VQEProblem#

class VQEProblem(hamiltonian, ansatz_function, num_params, init_function=None, callback=False)[source]#

Central structure to facilitate treatment of VQE problems. This class encapsulates the Hamiltonian, the ansatz, and the initial state preparation function for a specific VQE problem instance.

Parameters:

hamiltonianQubitOperator or FermionicOperator: The problem Hamiltonian.
ansatz_functioncallable: A function receiving a QuantumVariable, and an array of real parameters of size (n,). This function implements the unitary corresponding to one layer of the ansatz.
num_paramsint: The number of parameters \(n\) per layer of the ansatz.
init_functioncallable, optional: A function receiving a QuantumVariable and preparing the initial state from the \(\ket{0}\) state. By default, the inital state is the \(\ket{0}\) state.
callbackbool, optional: If True, intermediate results are stored. The default is False.

Examples

For a quick demonstration, we show how to calculate the ground state energy of the \(H_2\) molecule using VQE. The electronic_structure_problem method generates a VQEProblem instance with the Hamiltonian and a chemistry-inspired Qubit Coupled Cluster Single Double (QCCSD) ansatz.

from pyscf import gto
from qrisp import QuantumVariable
from qrisp.vqe.problems.electronic_structure import *

mol = gto.M(
    atom = '''H 0 0 0; H 0 0 0.74''',
    basis = 'sto-3g')

vqe = electronic_structure_problem(mol)

energy = vqe.run(QuantumVariable(4), depth=1, max_iter=50)
print(energy)
#Yields -1.8461290172512965

You can also specify a custom Hamiltonian and a custom hardware-efficient ansatz, as explained here.

from qrisp import *
from qrisp.operators.qubit import X,Y,Z

# Problem Hamiltonian
c = [-0.81054, 0.16614, 0.16892, 0.17218, -0.22573, 0.12091, 0.166145, 0.04523]
H = c[0] \
    + c[1]*Z(0)*Z(2) \
    + c[2]*Z(1)*Z(3) \
    + c[3]*(Z(3) + Z(1)) \
    + c[4]*(Z(2) + Z(0)) \
    + c[5]*(Z(2)*Z(3) + Z(0)*Z(1)) \
    + c[6]*(Z(0)*Z(3) + Z(1)*Z(2)) \
    + c[7]*(Y(0)*Y(1)*Y(2)*Y(3) + X(0)*X(1)*Y(2)*Y(3) + Y(0)*Y(1)*X(2)*X(3) + X(0)*X(1)*X(2)*X(3))

# Ansatz
def ansatz(qv,theta):
    for i in range(4):
        ry(theta[i],qv[i])
    for i in range(3):
        cx(qv[i],qv[i+1])
    cx(qv[3],qv[0])

from qrisp.vqe.vqe_problem import *

vqe = VQEProblem(hamiltonian = H,
                 ansatz_function = ansatz,
                 num_params = 4,
                 callback = True)

energy = vqe.run(QuantumVariable(4),
              depth = 1,
              max_iter = 50)
print(energy)
# Yields -1.864179046

Note that for comparing to the results in the aforementioned paper, we have to add the nuclear repulsion energy \(E_{\text{nuc}}=0.72\) to the calculated electronic energy \(E_{\text{el}}\).

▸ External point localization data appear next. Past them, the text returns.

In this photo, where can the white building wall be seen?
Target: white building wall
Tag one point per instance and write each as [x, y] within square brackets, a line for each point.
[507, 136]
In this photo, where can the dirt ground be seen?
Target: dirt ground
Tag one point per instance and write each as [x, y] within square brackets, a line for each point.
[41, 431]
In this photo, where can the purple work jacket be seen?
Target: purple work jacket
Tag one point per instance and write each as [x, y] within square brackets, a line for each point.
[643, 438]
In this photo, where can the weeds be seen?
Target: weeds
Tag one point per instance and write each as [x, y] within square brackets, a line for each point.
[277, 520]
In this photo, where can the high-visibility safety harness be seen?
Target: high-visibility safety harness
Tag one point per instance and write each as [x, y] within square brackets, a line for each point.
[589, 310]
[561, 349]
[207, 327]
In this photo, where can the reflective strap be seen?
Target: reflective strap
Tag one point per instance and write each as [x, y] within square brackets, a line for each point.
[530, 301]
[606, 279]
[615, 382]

We visualize the optimization process:

>>> vqe.visualize_energy(exact=True)

Methods#

`VQEProblem.set_init_function`(init_function)	Set the initial state preparation function for the VQE problem.
`VQEProblem.run`(qarg, depth[, mes_kwargs, ...])	Run VQE for the specific problem instance.
`VQEProblem.train_function`(qarg, depth[, ...])	This function allows for training of a circuit with a given instance of a `VQEProblem`.
`VQEProblem.compile_circuit`(qarg, depth)	Compiles the circuit that is evaluated by the `run` method.
`VQEProblem.benchmark`(qarg, depth_range, ...)	This method enables convenient data collection regarding performance of the implementation.
`VQEProblem.visualize_energy`([exact])	Visualizes the energy during the optimization process.